Continuous value prediction plays a crucial role in industrial-scale recommendation systems, including tasks such as predicting users' watch-time and estimating the gross merchandise value (GMV) in e-commerce transactions. However, it remains challenging due to the highly complex and long-tailed nature of the data distributions. Existing generative approaches rely on rigid parametric distribution assumptions, which fundamentally limits their performance when such assumptions misalign with real-world data. Overly simplified forms cannot adequately model real-world complexities, while more intricate assumptions often suffer from poor scalability and generalization.

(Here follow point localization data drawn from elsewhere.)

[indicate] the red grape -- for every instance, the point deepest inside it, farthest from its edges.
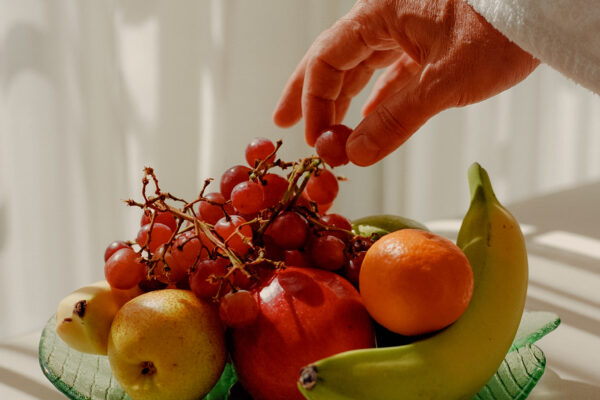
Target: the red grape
(238, 309)
(185, 252)
(327, 252)
(288, 230)
(123, 270)
(200, 279)
(331, 145)
(232, 177)
(211, 213)
(337, 221)
(160, 234)
(323, 208)
(296, 258)
(259, 149)
(113, 247)
(232, 231)
(240, 280)
(352, 267)
(322, 187)
(247, 197)
(274, 187)
(163, 217)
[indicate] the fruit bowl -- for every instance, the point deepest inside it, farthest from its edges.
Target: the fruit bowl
(88, 377)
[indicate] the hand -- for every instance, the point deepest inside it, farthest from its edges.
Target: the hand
(438, 53)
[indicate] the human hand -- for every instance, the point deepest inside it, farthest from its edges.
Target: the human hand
(438, 53)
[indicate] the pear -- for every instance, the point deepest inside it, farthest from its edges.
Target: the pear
(83, 318)
(167, 344)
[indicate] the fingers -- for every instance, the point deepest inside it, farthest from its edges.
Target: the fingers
(391, 123)
(356, 79)
(391, 81)
(288, 110)
(339, 49)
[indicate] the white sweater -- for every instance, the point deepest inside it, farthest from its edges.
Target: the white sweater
(564, 34)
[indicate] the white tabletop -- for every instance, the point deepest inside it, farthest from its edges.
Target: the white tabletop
(563, 236)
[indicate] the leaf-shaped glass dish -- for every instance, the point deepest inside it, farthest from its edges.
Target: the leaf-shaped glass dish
(88, 377)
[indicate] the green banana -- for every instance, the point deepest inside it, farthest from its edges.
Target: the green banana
(458, 361)
(379, 225)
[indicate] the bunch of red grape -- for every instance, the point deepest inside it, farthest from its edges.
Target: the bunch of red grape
(266, 215)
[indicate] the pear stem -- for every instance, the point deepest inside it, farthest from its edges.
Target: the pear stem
(148, 368)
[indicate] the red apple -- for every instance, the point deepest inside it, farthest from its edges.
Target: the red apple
(305, 315)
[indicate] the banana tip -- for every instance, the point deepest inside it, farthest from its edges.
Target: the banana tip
(308, 377)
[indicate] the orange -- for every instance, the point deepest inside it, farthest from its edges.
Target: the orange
(414, 282)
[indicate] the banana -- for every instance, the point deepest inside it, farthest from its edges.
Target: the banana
(458, 361)
(379, 225)
(83, 318)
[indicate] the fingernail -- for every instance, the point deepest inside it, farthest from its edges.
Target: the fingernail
(362, 150)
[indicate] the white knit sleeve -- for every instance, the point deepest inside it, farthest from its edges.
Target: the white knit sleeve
(564, 34)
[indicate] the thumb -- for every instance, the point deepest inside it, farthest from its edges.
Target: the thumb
(390, 124)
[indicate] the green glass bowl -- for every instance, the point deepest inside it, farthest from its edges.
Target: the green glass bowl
(88, 377)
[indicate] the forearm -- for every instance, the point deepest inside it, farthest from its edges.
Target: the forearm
(564, 34)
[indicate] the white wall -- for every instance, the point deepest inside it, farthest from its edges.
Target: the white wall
(91, 92)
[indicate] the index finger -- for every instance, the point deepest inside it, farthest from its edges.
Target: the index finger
(337, 50)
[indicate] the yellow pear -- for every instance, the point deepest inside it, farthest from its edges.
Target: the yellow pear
(83, 318)
(167, 344)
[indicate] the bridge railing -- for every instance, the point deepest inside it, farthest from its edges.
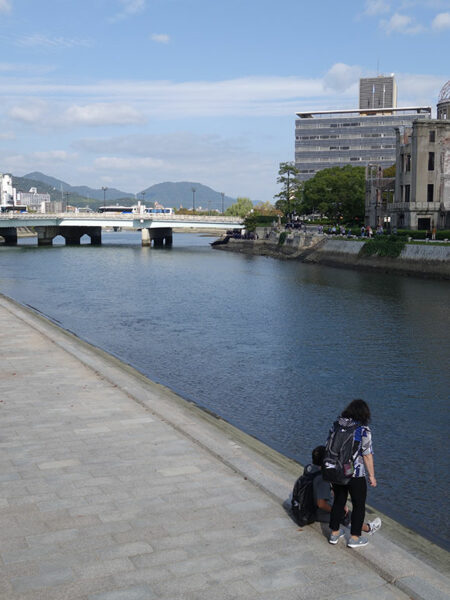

To address these challenges, we propose a residual quantization (RQ)-based sequence learning framework that represents target continuous values as a sum of ordered quantization codes, predicted recursively from coarse to fine granularity with diminishing quantization errors. We introduce a representation learning objective that aligns RQ code embedding space with the ordinal structure of target values, allowing the model to capture continuous representations for quantization codes and further improving prediction accuracy. We perform extensive evaluations on public benchmarks for lifetime value (LTV) and watch-time prediction, alongside a large-scale online experiment for GMV prediction on an industrial short-video recommendation platform. The results consistently show that our approach outperforms state-of-the-art methods, while demonstrating strong generalization across diverse continuous value prediction tasks in recommendation systems.